Si la conversion de l’édition scientifique vers la diffusion en libre accès paraît acquise à court terme, ses modalités restent incertaines : se limite-t-elle à un simple transfert des budgets consacrés aux abonnements vers le paiement de droits à publier sans fondamentalement changer les structures éditoriales existantes (ou journal flipping) ? Ou fait-elle émerger des modèles inédits, qui reconfigurent l’ensemble des paramètres existants (évaluation, pratiques d’écriture, modèles économique, gouvernance) ?
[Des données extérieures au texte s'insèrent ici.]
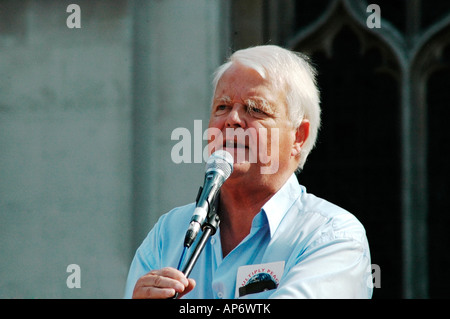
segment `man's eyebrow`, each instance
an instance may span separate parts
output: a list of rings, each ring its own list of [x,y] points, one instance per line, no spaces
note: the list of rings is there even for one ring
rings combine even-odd
[[[247,100],[245,100],[245,104],[248,106],[257,106],[262,111],[264,111],[267,114],[274,114],[274,105],[270,103],[267,99],[262,97],[252,97]]]
[[[231,98],[227,95],[214,99],[216,103],[230,104]]]

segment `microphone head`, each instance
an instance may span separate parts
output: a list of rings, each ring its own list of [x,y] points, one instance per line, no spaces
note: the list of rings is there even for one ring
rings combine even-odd
[[[206,162],[206,173],[216,171],[224,177],[224,181],[233,173],[233,155],[224,150],[215,151]]]

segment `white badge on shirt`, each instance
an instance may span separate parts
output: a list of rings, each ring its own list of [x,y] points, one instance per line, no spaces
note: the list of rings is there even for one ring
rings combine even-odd
[[[284,260],[238,268],[236,297],[276,289],[284,272]]]

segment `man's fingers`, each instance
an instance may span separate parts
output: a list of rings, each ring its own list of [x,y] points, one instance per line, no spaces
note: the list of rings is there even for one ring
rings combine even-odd
[[[175,268],[152,270],[139,278],[133,298],[170,298],[175,293],[186,294],[193,289],[192,280]],[[195,282],[194,282],[195,286]]]

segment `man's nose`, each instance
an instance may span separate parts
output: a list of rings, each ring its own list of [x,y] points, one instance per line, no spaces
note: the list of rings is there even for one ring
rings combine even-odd
[[[230,113],[228,113],[227,120],[225,122],[226,127],[232,128],[245,128],[245,107],[240,104],[233,105]]]

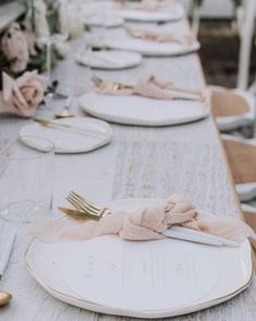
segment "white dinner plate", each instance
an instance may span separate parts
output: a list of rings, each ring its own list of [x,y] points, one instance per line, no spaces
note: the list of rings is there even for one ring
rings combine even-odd
[[[102,19],[102,15],[88,15],[84,17],[84,23],[87,26],[102,26],[102,27],[119,27],[123,25],[124,19],[118,15],[106,14]]]
[[[78,99],[83,109],[101,119],[126,124],[169,126],[207,117],[210,106],[200,102],[159,100],[141,96],[100,95],[94,92]]]
[[[106,205],[133,211],[159,202],[127,199]],[[34,239],[25,260],[33,277],[62,301],[145,319],[215,306],[245,289],[253,276],[247,240],[230,248],[176,239],[124,241],[118,236],[53,243]]]
[[[110,49],[130,50],[144,56],[180,56],[197,51],[200,48],[200,44],[197,40],[188,45],[182,45],[137,39],[125,34],[118,37],[108,35],[103,39],[103,44]]]
[[[184,16],[184,9],[175,3],[167,7],[166,10],[144,11],[136,9],[113,9],[114,14],[125,20],[139,22],[170,22],[178,21]]]
[[[142,55],[122,50],[81,51],[75,55],[75,60],[96,69],[119,70],[138,66]]]
[[[86,130],[86,132],[75,133],[71,132],[69,129],[48,128],[33,122],[22,127],[20,130],[20,138],[25,144],[38,150],[44,150],[44,146],[35,145],[33,139],[28,139],[27,135],[49,139],[54,143],[56,153],[59,154],[90,152],[108,144],[112,139],[110,126],[102,120],[88,117],[73,117],[58,119],[54,120],[54,122],[70,124]],[[89,133],[90,131],[92,134]]]

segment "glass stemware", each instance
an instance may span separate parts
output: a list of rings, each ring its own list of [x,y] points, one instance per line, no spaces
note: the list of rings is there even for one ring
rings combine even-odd
[[[51,209],[54,145],[39,136],[0,140],[0,218],[29,223]]]
[[[47,106],[49,106],[49,102],[52,99],[54,95],[56,84],[53,82],[52,76],[52,47],[56,44],[64,43],[69,38],[69,13],[68,13],[68,1],[66,0],[58,0],[58,21],[50,31],[49,35],[45,35],[39,37],[39,41],[46,46],[47,54],[47,76],[48,76],[48,93],[46,97]],[[48,16],[48,19],[50,19]],[[56,16],[52,17],[56,20]],[[49,23],[49,25],[51,25]],[[57,26],[58,27],[57,27]]]

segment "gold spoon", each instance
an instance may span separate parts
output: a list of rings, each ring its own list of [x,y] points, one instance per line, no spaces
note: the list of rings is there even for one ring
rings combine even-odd
[[[7,306],[12,299],[12,295],[8,292],[0,292],[0,307]]]
[[[64,108],[62,109],[62,111],[60,114],[57,114],[56,115],[56,118],[69,118],[69,117],[74,117],[74,115],[72,115],[70,112],[70,107],[71,107],[71,104],[73,102],[73,95],[70,95],[65,102],[65,106]]]

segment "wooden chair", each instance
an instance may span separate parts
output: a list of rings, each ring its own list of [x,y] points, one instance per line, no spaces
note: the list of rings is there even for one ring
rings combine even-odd
[[[256,197],[256,139],[222,135],[230,170],[242,202]]]
[[[241,90],[211,86],[212,115],[220,131],[228,132],[255,122],[255,97]]]
[[[237,87],[245,90],[248,87],[249,60],[255,28],[255,0],[230,0],[234,3],[234,17],[236,20],[237,32],[241,39]],[[203,0],[192,0],[192,28],[197,35],[200,22],[200,9]]]
[[[242,203],[242,210],[244,214],[244,221],[254,229],[256,233],[256,207],[243,204]]]

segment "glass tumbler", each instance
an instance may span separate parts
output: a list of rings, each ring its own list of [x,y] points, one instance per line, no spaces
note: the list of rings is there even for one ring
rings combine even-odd
[[[49,214],[53,156],[54,145],[47,139],[0,139],[0,218],[21,224]]]

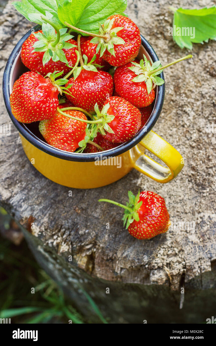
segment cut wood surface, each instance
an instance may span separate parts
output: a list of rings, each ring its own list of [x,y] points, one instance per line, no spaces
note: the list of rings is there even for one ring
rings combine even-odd
[[[11,2],[6,5],[0,22],[1,83],[11,51],[34,26],[16,12]],[[170,2],[129,0],[127,11],[163,65],[191,53],[181,49],[169,35],[173,18]],[[172,4],[196,7],[193,2],[185,0]],[[207,0],[199,2],[200,8],[213,4]],[[130,292],[134,292],[134,301],[135,295],[139,297],[137,292],[148,289],[149,285],[155,290],[153,296],[158,294],[157,290],[161,293],[166,290],[178,292],[182,286],[198,290],[215,288],[216,133],[209,133],[208,129],[212,123],[216,127],[216,49],[213,40],[194,44],[193,59],[164,70],[165,100],[154,130],[181,153],[185,163],[179,175],[167,184],[154,182],[133,170],[107,186],[71,189],[49,180],[35,169],[12,124],[10,135],[0,134],[0,203],[31,231],[33,237],[26,231],[24,233],[31,248],[57,281],[64,284],[70,268],[80,282],[83,277],[94,285],[92,297],[101,296],[101,302],[109,282],[116,290],[121,288],[126,301],[125,295]],[[0,102],[0,123],[12,124],[2,97]],[[167,233],[150,240],[136,239],[124,229],[123,210],[97,201],[104,198],[125,203],[128,190],[137,193],[139,189],[154,191],[164,198],[173,223]],[[31,229],[32,223],[34,229]],[[107,229],[107,223],[110,228]],[[49,252],[52,263],[49,262]],[[68,263],[71,255],[73,261]],[[47,262],[44,263],[46,258]],[[58,265],[53,260],[56,258],[60,261]],[[69,292],[73,280],[65,286],[75,299],[77,297],[72,289]],[[126,286],[122,283],[131,284]],[[174,298],[178,306],[179,299],[178,293]],[[126,315],[122,320],[116,320],[130,321],[131,318]],[[116,321],[115,318],[112,320]]]

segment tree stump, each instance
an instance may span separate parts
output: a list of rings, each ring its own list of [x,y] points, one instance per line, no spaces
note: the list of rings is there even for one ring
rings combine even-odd
[[[1,21],[2,77],[17,42],[34,26],[11,2]],[[128,4],[127,13],[163,64],[189,54],[169,35],[173,14],[168,0]],[[181,4],[195,8],[191,1]],[[203,0],[199,5],[210,3]],[[208,128],[215,119],[216,48],[213,40],[194,44],[192,61],[165,71],[165,101],[154,129],[185,162],[167,184],[133,170],[111,185],[72,189],[71,196],[71,189],[34,168],[12,125],[10,135],[0,134],[1,205],[22,225],[36,260],[92,323],[100,320],[84,290],[110,323],[199,323],[215,313],[216,137]],[[2,98],[0,111],[1,124],[10,124]],[[164,198],[172,222],[166,233],[149,240],[131,237],[123,227],[123,211],[97,201],[125,203],[128,190],[136,193],[139,189]]]

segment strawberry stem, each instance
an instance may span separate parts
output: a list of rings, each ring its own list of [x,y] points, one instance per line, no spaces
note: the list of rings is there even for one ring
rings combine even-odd
[[[78,110],[80,112],[82,112],[83,113],[84,113],[87,115],[88,117],[92,119],[93,119],[93,117],[91,114],[90,114],[90,113],[88,113],[85,109],[83,109],[83,108],[79,108],[79,107],[66,107],[65,108],[62,108],[61,109],[62,112],[66,110],[69,110],[70,109],[72,109],[73,110]]]
[[[192,58],[193,55],[192,55],[191,54],[189,54],[189,55],[187,55],[186,56],[183,56],[182,58],[180,58],[180,59],[178,59],[177,60],[175,60],[174,61],[173,61],[172,63],[170,63],[169,64],[167,64],[166,65],[164,65],[164,66],[162,66],[162,67],[159,67],[159,68],[157,69],[157,70],[153,70],[153,71],[150,71],[150,72],[149,72],[147,73],[148,76],[150,76],[151,74],[153,74],[153,73],[155,73],[156,72],[158,72],[158,71],[160,71],[162,70],[163,70],[164,69],[165,69],[166,67],[168,67],[169,66],[171,66],[171,65],[173,65],[174,64],[176,64],[176,63],[179,62],[179,61],[181,61],[182,60],[184,60],[185,59],[188,59],[190,58]]]
[[[95,143],[94,142],[93,142],[90,140],[88,141],[88,143],[89,144],[92,144],[93,145],[94,145],[94,146],[96,147],[97,148],[98,148],[98,149],[100,149],[101,151],[103,151],[103,148],[101,147],[100,145],[99,145],[98,144],[97,144],[96,143]]]
[[[48,23],[48,24],[49,24],[50,25],[51,25],[51,26],[52,26],[53,28],[54,28],[55,30],[56,31],[56,33],[57,34],[57,37],[56,38],[56,39],[54,41],[54,42],[52,42],[51,43],[51,46],[52,46],[53,47],[55,47],[55,46],[56,46],[56,45],[58,44],[59,42],[59,39],[60,39],[60,31],[59,31],[59,29],[57,27],[56,27],[55,25],[53,23],[51,20],[50,20],[49,19],[47,19],[46,18],[46,17],[45,17],[44,16],[43,16],[43,15],[42,15],[41,16],[41,19],[42,19],[42,20],[43,20],[44,21],[46,22],[46,23]]]
[[[110,39],[110,36],[109,35],[100,35],[97,34],[92,34],[92,33],[89,33],[88,31],[85,31],[85,30],[82,30],[81,29],[79,29],[78,28],[76,28],[75,26],[73,26],[72,25],[71,25],[70,24],[68,23],[67,22],[65,21],[64,23],[64,24],[65,25],[67,25],[67,26],[69,27],[69,28],[71,28],[71,29],[73,29],[74,30],[76,30],[77,31],[78,31],[80,33],[83,33],[83,34],[86,34],[87,35],[89,35],[89,36],[92,36],[94,37],[100,37],[100,38],[103,38],[103,39],[106,40],[109,40]],[[106,40],[106,42],[108,42],[108,41]]]
[[[76,50],[75,51],[75,52],[76,52],[77,55],[77,62],[74,65],[74,66],[72,69],[70,71],[70,72],[68,72],[67,74],[66,74],[66,75],[63,77],[64,79],[68,79],[68,77],[69,77],[70,76],[71,74],[72,74],[72,73],[73,73],[73,72],[74,72],[75,69],[76,69],[76,68],[77,67],[77,66],[79,64],[79,57],[80,57],[79,53]]]
[[[68,109],[76,110],[76,109],[77,110],[77,109],[76,107],[69,107],[67,108],[67,110],[66,108],[62,108],[61,109],[66,110]],[[98,119],[98,120],[94,120],[93,121],[90,120],[84,120],[84,119],[80,119],[80,118],[77,118],[76,117],[72,117],[71,116],[69,115],[69,114],[67,114],[67,113],[64,113],[61,109],[60,109],[58,107],[57,108],[57,110],[59,113],[60,113],[61,114],[62,114],[62,115],[64,115],[65,117],[67,117],[68,118],[70,118],[71,119],[74,119],[74,120],[78,120],[79,121],[81,121],[83,122],[87,122],[88,124],[98,124],[100,122],[102,122],[103,121],[102,120],[100,119]],[[83,110],[82,110],[82,111],[83,111]]]
[[[81,37],[81,35],[78,35],[78,37],[77,37],[77,47],[78,47],[78,50],[79,51],[79,61],[80,62],[80,64],[81,66],[83,66],[84,65],[84,63],[83,62],[83,58],[82,57],[81,49],[80,47],[80,38]]]
[[[112,201],[110,199],[106,199],[105,198],[102,198],[100,199],[98,199],[98,201],[108,202],[109,203],[112,203],[113,204],[115,204],[116,206],[118,206],[119,207],[121,207],[122,208],[124,208],[124,209],[127,209],[127,210],[129,210],[132,213],[133,212],[133,210],[132,210],[130,208],[128,208],[128,207],[126,207],[126,206],[124,206],[123,204],[121,204],[121,203],[119,203],[118,202],[115,202],[114,201]]]

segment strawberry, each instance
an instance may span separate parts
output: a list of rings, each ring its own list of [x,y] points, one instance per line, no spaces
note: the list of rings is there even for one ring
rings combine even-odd
[[[103,118],[105,123],[97,125],[104,138],[113,143],[123,143],[131,139],[139,130],[141,115],[137,108],[121,97],[112,96],[106,100],[96,120]],[[104,130],[105,130],[105,131]]]
[[[150,104],[150,106],[147,106],[147,107],[144,107],[144,108],[140,109],[139,111],[141,113],[141,125],[139,129],[139,131],[141,128],[142,128],[147,121],[149,118],[152,112],[152,105]]]
[[[59,38],[51,25],[43,24],[42,28],[32,34],[23,44],[22,61],[31,71],[44,76],[55,71],[67,73],[77,61],[77,42],[66,33],[67,29],[57,29]]]
[[[79,40],[78,42],[79,46]],[[80,55],[81,66],[76,68],[74,77],[66,85],[71,94],[66,95],[66,97],[77,107],[92,114],[96,103],[101,109],[106,100],[112,95],[113,82],[108,72],[97,71],[97,64],[93,63],[95,55],[89,63],[86,55],[83,57],[84,63]]]
[[[124,225],[131,235],[138,239],[149,239],[165,233],[171,224],[164,199],[151,191],[139,192],[136,197],[128,191],[129,202],[126,206],[110,200],[99,199],[124,208]]]
[[[101,134],[98,132],[97,136],[94,139],[93,142],[100,145],[104,150],[109,150],[118,146],[119,145],[115,143],[111,143],[107,140]],[[85,149],[85,153],[97,153],[99,151],[98,148],[93,144],[88,143]]]
[[[64,112],[69,116],[86,120],[85,115],[77,110]],[[86,124],[71,119],[57,111],[51,119],[40,122],[39,130],[47,143],[62,150],[73,152],[79,147],[79,143],[84,140]]]
[[[113,78],[116,92],[138,108],[146,107],[153,102],[155,87],[164,83],[157,76],[164,69],[192,56],[187,55],[163,67],[159,60],[152,65],[144,54],[143,57],[144,61],[136,60],[117,67]]]
[[[139,28],[129,18],[120,15],[109,17],[103,25],[99,23],[99,34],[76,28],[65,22],[68,26],[93,37],[90,42],[97,44],[96,54],[113,66],[121,66],[137,56],[141,43]]]
[[[107,61],[104,60],[102,57],[100,57],[99,53],[96,53],[97,45],[90,42],[91,40],[93,38],[92,36],[82,36],[80,38],[80,49],[82,55],[85,54],[88,58],[88,62],[90,61],[95,54],[96,58],[94,61],[94,63],[98,65],[103,66],[99,67],[100,70],[103,71],[106,71],[109,68],[110,64]]]
[[[135,62],[138,63],[136,60]],[[137,75],[129,68],[133,66],[133,62],[117,68],[114,73],[115,92],[136,107],[141,108],[150,104],[155,99],[153,89],[148,94],[146,82],[136,82],[133,80]]]
[[[44,78],[35,72],[26,72],[14,83],[10,97],[13,115],[18,121],[32,122],[51,118],[59,104],[59,86],[67,80],[54,81],[60,73]],[[64,89],[62,88],[62,89]]]

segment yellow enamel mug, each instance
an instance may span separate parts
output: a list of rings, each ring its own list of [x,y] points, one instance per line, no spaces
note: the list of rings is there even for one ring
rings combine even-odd
[[[39,30],[40,27],[34,29]],[[31,33],[18,42],[6,65],[3,77],[3,94],[8,114],[20,133],[24,151],[35,168],[58,184],[78,189],[90,189],[108,185],[120,179],[133,168],[160,183],[173,179],[183,166],[182,158],[170,144],[152,130],[163,106],[165,85],[155,89],[152,115],[145,126],[132,139],[112,149],[96,153],[69,153],[47,144],[40,135],[38,124],[23,124],[12,115],[10,95],[15,80],[26,71],[20,58],[22,45]],[[138,57],[145,54],[152,62],[158,58],[148,42],[141,36]],[[160,76],[164,79],[163,73]],[[163,162],[157,163],[145,154],[147,149]]]

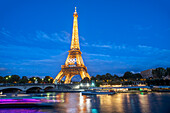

Cette dynamique de changement ouvre la perspective de réformes à grande échelle. La commande initiale s’inscrit dans ce cadre : quelles formes éditoriales l’État peut-il encourager à l’heure du numérique, de la mutation de l’édition scientifique et de la faillite de l’évaluation scientifique ? Dans un écosystème aussi « interdépendant » que l’édition scientifique numérique, cette réforme impliquerait la mise en œuvre de politiques d’infrastructure qui, au-delà du soutien d’usages ou d’outils spécifiques définiraient des articulations convergentes entre dispositifs, acteurs et pratiques.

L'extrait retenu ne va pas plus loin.